Thursday, July 11, 2013

Running Away


One foot in front of the other is all it takes to take the power away from the problems in life.

A year ago I took my very first steps in my very first road race. I was scared out of my wits!



Lets rewind to October of 2003. I was working in a retail job while finishing up grad school.  Imagine me on top of a ladder and then suddenly not!!  That unplanned leap lead to 2 knee surgeries and multiple years of rehab. The pounds packed on and I turned very quickly to sloth like ways.


Fast forward to October for 2011, two kids later, heavier then ever, I was diagnosed with two herniated discs after a trip to the ER. I was given two options: lose weight or have surgery.  At that point in my life I had already had four surgeries too many and really wanted to stay away from having any more.

In my opting to lose weight, I some how got it in my head that running would be a good way to do this. Mind you, I am not graceful and am made up of equal parts clumsy and non-coordination. What made me think that running was going to be a good idea?!

I started slowly, working through a beginning runners program. Worked on my intervals and more importantly bought all the cool running gear!  Why run, if not for all the snazzy stuff that goes with it.

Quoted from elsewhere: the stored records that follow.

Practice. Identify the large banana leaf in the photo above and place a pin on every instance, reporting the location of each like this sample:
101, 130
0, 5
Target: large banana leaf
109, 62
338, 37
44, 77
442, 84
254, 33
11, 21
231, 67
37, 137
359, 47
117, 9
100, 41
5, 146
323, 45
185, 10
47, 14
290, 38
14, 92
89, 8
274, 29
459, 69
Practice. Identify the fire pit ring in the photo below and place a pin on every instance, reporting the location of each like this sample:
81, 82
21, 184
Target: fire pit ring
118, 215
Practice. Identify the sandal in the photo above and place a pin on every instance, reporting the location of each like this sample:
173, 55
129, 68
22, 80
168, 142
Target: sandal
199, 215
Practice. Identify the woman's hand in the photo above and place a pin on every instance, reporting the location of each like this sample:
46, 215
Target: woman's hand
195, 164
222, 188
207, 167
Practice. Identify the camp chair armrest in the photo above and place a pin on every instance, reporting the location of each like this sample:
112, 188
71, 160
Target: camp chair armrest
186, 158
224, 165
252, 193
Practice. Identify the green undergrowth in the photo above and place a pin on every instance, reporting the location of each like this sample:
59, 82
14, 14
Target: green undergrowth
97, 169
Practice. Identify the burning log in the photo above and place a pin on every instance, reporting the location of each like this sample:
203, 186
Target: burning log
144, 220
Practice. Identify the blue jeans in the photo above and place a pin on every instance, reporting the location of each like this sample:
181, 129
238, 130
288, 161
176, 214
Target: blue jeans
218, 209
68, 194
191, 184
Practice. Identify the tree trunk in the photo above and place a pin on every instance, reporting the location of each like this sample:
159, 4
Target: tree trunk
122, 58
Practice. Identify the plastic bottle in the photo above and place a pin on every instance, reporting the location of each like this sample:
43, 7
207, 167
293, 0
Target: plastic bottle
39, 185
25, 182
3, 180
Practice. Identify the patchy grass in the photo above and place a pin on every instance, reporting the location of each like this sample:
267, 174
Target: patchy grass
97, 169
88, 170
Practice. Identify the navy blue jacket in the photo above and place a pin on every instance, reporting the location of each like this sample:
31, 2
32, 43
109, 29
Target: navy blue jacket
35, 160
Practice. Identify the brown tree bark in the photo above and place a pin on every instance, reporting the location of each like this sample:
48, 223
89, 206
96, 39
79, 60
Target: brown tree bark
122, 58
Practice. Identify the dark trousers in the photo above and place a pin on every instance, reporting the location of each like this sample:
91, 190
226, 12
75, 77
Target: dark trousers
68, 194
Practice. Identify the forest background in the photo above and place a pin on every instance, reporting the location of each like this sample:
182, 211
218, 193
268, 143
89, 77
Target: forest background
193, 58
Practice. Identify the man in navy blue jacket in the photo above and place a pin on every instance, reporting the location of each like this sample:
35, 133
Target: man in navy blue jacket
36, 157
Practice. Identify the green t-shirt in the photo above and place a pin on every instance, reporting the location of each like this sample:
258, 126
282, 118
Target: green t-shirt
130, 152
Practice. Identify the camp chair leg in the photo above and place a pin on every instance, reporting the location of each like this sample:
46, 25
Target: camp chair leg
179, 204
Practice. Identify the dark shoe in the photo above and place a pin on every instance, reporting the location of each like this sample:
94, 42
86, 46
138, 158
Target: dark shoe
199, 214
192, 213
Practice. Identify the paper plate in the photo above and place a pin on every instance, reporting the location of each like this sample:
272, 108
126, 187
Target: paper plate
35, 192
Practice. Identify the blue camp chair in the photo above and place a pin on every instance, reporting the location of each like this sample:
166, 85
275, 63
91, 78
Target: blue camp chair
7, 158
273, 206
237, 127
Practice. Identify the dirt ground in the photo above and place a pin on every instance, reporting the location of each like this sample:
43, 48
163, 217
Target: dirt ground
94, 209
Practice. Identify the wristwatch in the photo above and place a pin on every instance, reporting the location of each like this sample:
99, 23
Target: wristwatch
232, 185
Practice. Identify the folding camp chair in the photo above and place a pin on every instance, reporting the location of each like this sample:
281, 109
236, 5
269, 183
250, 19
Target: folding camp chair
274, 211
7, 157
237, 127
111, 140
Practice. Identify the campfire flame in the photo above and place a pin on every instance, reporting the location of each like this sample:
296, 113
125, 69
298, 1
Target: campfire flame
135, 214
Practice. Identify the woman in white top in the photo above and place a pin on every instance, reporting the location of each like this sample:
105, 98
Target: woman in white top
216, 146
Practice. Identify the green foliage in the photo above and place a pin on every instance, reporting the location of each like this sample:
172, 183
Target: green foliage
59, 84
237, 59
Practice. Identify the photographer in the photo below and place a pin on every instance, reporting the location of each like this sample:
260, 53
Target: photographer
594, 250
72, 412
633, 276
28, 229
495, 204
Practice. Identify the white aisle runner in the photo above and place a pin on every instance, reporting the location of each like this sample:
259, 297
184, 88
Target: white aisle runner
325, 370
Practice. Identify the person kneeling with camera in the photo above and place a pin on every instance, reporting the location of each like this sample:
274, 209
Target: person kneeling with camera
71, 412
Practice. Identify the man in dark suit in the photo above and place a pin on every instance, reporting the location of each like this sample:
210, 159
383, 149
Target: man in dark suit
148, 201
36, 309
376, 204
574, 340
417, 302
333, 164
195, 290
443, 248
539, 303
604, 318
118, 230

I am by no means a natural runner!!  Every step is a battle with my subconscious self, the one that stands behind me in the mirror yelling obscenities, the voice the knows me better than I know myself.  As I pound the pavement ( and yes I pound.... Because I am still a big girl) the voice gets quieter.  I can put miles between myself and the negative Nellie that sits on my shoulder.  A morning that starts out poorly can have its course shifted dramatically only lacing up the running soles.

I had never before bought into all that running nonsense. "You can run away from your fears and your problems". "A good day is any day that starts with a run."  Really???   I had always thought that you would only catch me running if I was running away from something scary or towards something yummy!!

But....today, I took a different type of step.. I counted my pennies, and I pushed the button.  I officially registered for the Long Island Divas Half Marathon in October.

Yes... You read that right.. A half marathon. To this point my longest distance has been 3.5 miles.  I will need to be able to run 10 more miles on top of that!!!